Wednesday, 26 September 2018

Armentano: Republican leadership is denying medical marijuana for veterans



Americans in 31 U.S. states now have legal access to medical marijuana under a doctor’s supervision. But don’t include military veterans among them.

That is because the current policy of the U.S. Department of Veterans Affairs explicitly prohibits VA physicians “from completing forms or registering veterans for participation in state-approved [medical marijuana] program[s].”

Some members of Congress have repeatedly sought to change this policy.

Most recently, the U.S. Senate voted 85 to 9 in favor of the Fiscal Year 2019 Military Construction, Veterans Affairs and Related Agencies Appropriations Act, which included language lifting this federal prohibition on veterans and their doctors.

But recently Republican leadership chose to remove these provisions from the bill at the eleventh hour during the reconciliation process. This decision leaves veterans without the access that is already available to ordinary citizens.

“Our veterans put their lives on the line for our country, and many come home dealing with visible and invisible wounds,” explained Rep. Tulsi Gabbard, D-Hawaii, who supports expanding medical marijuana access and is herself is a veteran. “To continue limiting their access to quality health care through the VA is a disservice to them and the sacrifices they’ve made.”

“Opioid prescriptions for veterans have increased by 270 percent since 2003, resulting in 68,000 veterans developing an opioid addiction and a two-old increase in accidental opioid overdose deaths,” said Rep. Lou Correa, D-California, who has long campaigned to amend existing VA restrictions so that the department can actively participate in clinical trials involving cannabis.

“Throughout my district, I meet veterans who depend on cannabis to manage their pain. ... It is imperative to the health and safety of our veterans that we find alternative treatments for chronic pain and service-related injuries.”

But members of the GOP have consistently said otherwise. In 2016, GOP leaders quietly stripped away similar language in conference committee — despite the fact that both the House and Senate versions of the act had included it.

Congressional intransigence on this issue by the Republican Party defies common sense.

Veterans acknowledge using marijuana at rates far higher than the general population, and nearly half of them describe their use as self-medicating, according data published earlier this year in the journal Addictive Behaviors.
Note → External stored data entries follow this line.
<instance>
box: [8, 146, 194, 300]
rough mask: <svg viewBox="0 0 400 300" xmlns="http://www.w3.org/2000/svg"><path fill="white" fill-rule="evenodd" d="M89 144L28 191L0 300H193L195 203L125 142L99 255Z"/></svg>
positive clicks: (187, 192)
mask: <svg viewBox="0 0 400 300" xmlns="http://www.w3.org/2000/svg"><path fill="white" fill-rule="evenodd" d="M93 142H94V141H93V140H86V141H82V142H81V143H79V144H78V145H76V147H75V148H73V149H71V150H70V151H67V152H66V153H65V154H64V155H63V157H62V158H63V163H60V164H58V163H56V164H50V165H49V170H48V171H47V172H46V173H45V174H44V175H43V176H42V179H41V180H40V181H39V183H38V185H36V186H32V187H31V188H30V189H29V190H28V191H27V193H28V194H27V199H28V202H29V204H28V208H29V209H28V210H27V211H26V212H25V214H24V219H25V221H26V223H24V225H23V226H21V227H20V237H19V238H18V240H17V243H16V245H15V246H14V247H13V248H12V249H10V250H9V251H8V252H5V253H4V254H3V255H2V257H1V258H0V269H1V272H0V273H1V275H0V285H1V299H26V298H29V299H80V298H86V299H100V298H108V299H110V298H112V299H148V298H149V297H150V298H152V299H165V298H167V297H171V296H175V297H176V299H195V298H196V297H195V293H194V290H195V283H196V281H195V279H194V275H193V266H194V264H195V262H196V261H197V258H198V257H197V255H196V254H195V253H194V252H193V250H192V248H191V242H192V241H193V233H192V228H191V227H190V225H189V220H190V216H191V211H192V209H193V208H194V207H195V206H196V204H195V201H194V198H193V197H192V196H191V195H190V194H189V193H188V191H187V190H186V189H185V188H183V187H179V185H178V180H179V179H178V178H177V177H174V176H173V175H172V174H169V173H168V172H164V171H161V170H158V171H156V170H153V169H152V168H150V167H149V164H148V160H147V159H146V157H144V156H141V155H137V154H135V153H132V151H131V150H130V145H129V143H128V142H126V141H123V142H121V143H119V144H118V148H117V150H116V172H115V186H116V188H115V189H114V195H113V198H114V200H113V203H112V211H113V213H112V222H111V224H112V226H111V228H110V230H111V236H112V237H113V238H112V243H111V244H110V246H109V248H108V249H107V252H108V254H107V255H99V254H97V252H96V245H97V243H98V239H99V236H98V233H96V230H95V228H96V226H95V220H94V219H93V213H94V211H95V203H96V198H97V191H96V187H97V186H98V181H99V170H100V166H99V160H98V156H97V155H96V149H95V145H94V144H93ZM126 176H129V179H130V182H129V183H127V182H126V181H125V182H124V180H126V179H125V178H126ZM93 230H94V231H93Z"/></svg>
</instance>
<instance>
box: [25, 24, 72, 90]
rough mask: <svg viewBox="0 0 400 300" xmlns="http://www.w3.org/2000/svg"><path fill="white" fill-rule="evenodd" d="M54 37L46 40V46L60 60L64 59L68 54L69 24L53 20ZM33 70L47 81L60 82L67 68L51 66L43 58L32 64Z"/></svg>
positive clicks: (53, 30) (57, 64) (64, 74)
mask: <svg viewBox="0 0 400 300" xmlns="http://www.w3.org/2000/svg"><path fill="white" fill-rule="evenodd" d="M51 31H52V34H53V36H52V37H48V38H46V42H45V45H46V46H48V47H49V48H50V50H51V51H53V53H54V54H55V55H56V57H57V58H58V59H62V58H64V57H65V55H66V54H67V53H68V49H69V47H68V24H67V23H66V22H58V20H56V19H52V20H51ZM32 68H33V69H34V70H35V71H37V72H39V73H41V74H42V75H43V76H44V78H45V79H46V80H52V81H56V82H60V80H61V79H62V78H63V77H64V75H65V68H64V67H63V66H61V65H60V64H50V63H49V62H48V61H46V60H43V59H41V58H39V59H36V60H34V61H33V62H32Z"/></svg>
Further, according to nationwide survey data compiled by the American Legion in 2017, 39 percent of respondents affirm that they “know a veteran” who is using the plant medicinally. Twenty-two percent of respondents said they themselves “use cannabis to treat a mental or physical condition” — such as chronic pain, anxiety or post-traumatic stress.

According to a 2017 review of over 10,000 studies by the National Academy of Sciences, “In adults with chronic pain, patients who were treated with cannabis ... are more likely to experience a clinically significant reduction in pain symptoms. ... There is conclusive or substantial evidence that cannabis and cannabinoids are effective for the treatment for chronic pain in adults.”

Other studies have shown that cannabis and its components can mitigate symptoms of post-traumatic stress disorder and night terrors. Medical cannabis access is also consistently shown to be associated with reduced levels of opioid abuse and opioid-related mortality — two phenomena that have hit the veterans’ community especially hard.

In addition to the scientific evidence, public support roundly approves medical cannabis access.

According to nationwide polling data compiled earlier this year by Quinnipiac University, 91 percent of Americans — including eight out of ten of self-identified Republican voters — “support” allowing adults to use cannabis when it is recommended by their physician.

It is time for leaders in both parties to come together and amend federal law in a manner that comports with public opinion, the available science, and marijuana’s rapidly changing cultural and legal status.

America’s military veterans should no longer be held hostage by the actions of a minority of lawmakers who are willing to place politics before public health.

Paul Armentano is the deputy director of NORML — the National Organization for the Reform of Marijuana Laws. He is the co-author of the book “Marijuana Is Safer: So Why Are We Driving People to Drink?” (Chelsea Green, 2013) and the author of the book “The Citizen’s Guide to State-By-State Marijuana Laws” (Whitman Press, 2015).